Cummings adds, "Rather than pretend we have the same goals and mindsets, we have to know where we're coming from and other relevant aspects. Unless we understand our own biases and the biases of our patients, we won't be able to get across to them."
Rappaport is working to bring these narrative techniques to her residents, who are in a hectic period of their lives. "We change culturally by going through medical school and being taught medical language."
She says that, typically, medical students are perfectionists who are given an impossible task. "You can't possibly read all these things and do everything. You get all these imperfect patients coming in who don't fit the model. If only you were in a hospital where the patients knew how to behave like patients! Where the diseases knew what they were doing!"
When Liben was designing his course, he found examples in which students' writings revealed much about their little-expressed experiences.
"What comes out is that we don't often treat our medical students like adults, or we abuse them in a hierarchical way, or don't respect them or verbally abuse them. Or the woman that they're treating might remind them of their grandmother who died a year ago and that's hard for them and there's no one to talk to about it, or what it means to care for seriously ill people," Liben says.
Then there are the patient-written pathographies. Although those have been with us since the start of literature, bookstores now have sections devoted to these stories of patients overcoming the disheartening odds of breast cancer, anorexia, quadriplegia, amputation, disfiguring surgery, depression. Rappaport calls these stories modern-day myths that address life's mysteries. "It's the hero's journey, there's dragons."
These can provide comfort to the ill and their families. Carnevale adds, "For little kids, who may have a sibling dying, [literature] can help with understanding death, life, and give a sense of meaning." As well, patients' stories make it easier for health workers to understand a foreign situation.
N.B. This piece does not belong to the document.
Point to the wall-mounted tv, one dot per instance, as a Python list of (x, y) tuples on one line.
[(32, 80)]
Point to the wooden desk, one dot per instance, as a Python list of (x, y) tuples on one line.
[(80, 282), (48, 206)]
Liben says these stories can help "when it comes to things like appreciating dignity for someone who is incapacitated, like many of the children I see are, or severely handicapped. You ask yourself what's the quality of their life. What's a life worth living? And through reading and writing about those who have been very handicapped, who have been able to write, or the narrative accounts from parents or loved ones talking about their loved ones, the question of what is human comes up. What does it mean to be alive?
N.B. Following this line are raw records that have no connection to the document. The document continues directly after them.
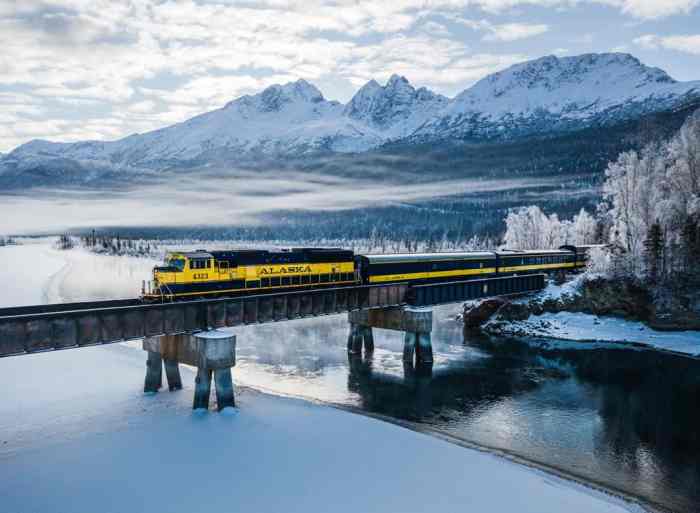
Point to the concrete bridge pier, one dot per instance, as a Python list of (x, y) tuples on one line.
[(415, 322), (213, 353), (359, 336)]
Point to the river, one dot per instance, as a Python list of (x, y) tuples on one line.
[(622, 417)]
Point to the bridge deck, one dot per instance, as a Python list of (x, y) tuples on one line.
[(52, 327)]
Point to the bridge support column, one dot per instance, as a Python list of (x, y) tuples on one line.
[(360, 335), (154, 373), (212, 352), (416, 323)]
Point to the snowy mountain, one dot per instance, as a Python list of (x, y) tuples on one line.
[(538, 97), (395, 110), (550, 94)]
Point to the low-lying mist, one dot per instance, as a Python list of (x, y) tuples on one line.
[(210, 199)]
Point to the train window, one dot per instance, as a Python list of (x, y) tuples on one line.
[(178, 263), (200, 263)]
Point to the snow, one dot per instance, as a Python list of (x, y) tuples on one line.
[(295, 118), (555, 291), (573, 87), (77, 434), (585, 327), (26, 271)]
"There're a lot of different ways of seeing the world. Life still has value even if you can't be functional, autonomous or independent. Medical professionals often value traits they see in themselves: highly functioning, aggressive, sometimes overly intellectual, very independent." The same characteristics that bring someone to practice medicine may make it difficult to accept less than fully able lives."
Although a professional em-pathic relationship can allow for better healing, entering into these patients' stories and their suffering can be exhausting, especially if not supervised and appropriately structured. Reading about how other physicians have struggled with these issues helps, Liben says, along with learning to live with the uncertainty and ambiguity of medical situations.
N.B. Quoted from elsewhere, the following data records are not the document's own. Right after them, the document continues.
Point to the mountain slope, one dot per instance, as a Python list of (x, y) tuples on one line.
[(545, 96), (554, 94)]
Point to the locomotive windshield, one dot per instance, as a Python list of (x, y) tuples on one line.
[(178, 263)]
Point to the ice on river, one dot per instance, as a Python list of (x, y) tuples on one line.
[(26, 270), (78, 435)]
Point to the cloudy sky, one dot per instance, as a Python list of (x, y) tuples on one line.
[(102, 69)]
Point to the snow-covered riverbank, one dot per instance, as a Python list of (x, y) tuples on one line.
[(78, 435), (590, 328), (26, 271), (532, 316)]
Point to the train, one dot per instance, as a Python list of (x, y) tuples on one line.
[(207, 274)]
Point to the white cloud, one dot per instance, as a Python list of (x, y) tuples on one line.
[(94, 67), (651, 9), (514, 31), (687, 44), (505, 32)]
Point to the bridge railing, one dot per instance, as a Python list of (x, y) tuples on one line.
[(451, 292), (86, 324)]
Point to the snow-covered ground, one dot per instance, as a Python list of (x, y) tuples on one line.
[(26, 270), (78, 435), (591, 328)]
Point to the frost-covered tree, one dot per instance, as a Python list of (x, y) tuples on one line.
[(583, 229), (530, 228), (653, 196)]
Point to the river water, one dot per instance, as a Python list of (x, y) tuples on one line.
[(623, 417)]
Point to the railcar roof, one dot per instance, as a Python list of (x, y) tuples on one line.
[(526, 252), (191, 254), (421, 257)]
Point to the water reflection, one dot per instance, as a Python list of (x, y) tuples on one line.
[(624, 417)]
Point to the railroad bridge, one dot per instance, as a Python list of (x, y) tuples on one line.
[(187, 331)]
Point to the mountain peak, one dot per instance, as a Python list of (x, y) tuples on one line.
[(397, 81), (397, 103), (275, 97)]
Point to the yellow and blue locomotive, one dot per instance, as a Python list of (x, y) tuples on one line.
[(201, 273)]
"How do you let yourself enter into the person's suffering to appreciate enough of their story to help them, and at the same time not allow yourself be overwhelmed by others' suffering? How do you find a balance between being empathic and not becoming ineffectually paralyzed by the suffering you see?"
Liben adds, "You can choose to not enter into [the patient's story], or you can choose to enter it and there's a richness there. Or you can try to avoid it. But the suffering and pain of others will inevitably affect you. It's true there's more suffering when you enter into such empathic relationships, but there's also more depth, meaning and possibilities for healing."